Being neither Christian nor gay, I am somewhat outside of this particular argument.
The Church of England will not allow its churches to be used for civil partnership ceremonies unless the full General Synod gives consent, it says.
One presumes that the General Synod will refuse such permission, given that homosexuality is contrary to the belief system. Although, given that belief in God seems not to be too much of a requirement for Anglicanism these days, I should not hold my breath perhaps.
The government says that no religious groups will be forced to host such ceremonies. Given that the Church owns the church, one wonders how that will work out when someone cries “discrimination” upon being refused. And they will. I also wonder if anyone is going to drop into the Finsbury Park Mosque and try to book a gay marriage. Anyone?

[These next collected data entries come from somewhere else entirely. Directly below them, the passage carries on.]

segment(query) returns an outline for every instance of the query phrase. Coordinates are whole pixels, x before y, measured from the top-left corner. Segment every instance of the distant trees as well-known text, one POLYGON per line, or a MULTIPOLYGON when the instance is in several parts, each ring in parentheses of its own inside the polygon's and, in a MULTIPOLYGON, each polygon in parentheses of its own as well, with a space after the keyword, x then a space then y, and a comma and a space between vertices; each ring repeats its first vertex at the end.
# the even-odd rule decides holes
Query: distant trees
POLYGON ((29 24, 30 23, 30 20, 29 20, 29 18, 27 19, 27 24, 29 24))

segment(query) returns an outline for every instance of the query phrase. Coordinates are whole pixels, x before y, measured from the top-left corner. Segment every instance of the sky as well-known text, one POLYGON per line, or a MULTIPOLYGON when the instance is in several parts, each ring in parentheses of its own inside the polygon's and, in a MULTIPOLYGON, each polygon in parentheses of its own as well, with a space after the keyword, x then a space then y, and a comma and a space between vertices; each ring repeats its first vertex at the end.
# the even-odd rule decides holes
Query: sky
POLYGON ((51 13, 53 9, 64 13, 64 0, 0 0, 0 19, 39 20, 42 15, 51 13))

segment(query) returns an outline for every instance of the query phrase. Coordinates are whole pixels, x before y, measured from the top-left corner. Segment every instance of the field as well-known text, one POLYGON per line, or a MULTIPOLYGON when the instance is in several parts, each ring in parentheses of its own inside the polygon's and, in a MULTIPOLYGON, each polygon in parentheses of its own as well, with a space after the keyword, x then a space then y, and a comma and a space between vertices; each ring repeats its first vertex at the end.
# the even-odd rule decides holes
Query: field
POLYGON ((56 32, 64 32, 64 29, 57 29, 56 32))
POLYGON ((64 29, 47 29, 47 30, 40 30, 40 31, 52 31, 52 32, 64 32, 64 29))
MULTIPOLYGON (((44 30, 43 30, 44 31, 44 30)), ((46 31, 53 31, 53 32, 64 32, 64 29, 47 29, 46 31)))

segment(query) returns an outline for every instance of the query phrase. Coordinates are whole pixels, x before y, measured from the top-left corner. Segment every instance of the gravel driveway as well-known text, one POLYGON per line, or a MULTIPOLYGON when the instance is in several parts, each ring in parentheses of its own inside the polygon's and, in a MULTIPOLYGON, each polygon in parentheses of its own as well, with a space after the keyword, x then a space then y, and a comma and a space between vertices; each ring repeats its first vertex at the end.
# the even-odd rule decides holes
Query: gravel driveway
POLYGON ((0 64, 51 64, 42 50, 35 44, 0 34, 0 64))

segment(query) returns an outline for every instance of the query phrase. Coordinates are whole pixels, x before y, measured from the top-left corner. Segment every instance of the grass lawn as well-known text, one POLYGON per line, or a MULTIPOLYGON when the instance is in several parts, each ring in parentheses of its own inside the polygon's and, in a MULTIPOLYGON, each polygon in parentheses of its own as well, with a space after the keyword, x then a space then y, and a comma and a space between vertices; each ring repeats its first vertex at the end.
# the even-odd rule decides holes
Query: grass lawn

Sure, if you want to have a gay marriage, by all means ask the local church and if you have a trendy vicar who is prepared to turn a blind eye to the Bible’s exhortations to kill you, then fair enough. But, and this is the crux, any such arrangements should be on the basis of the property owner agreeing to it, not because they are forced to by law.
Marriage, as far as the Christian church is concerned, is the union of a man and a woman for the purposes of procreation. It should have nothing to do with the state – indeed, no such contract between two people should be the business of the state, nor should it be the business of the state to dictate where such arrangements may be conducted. If the property owner says “no” then “no” it should be.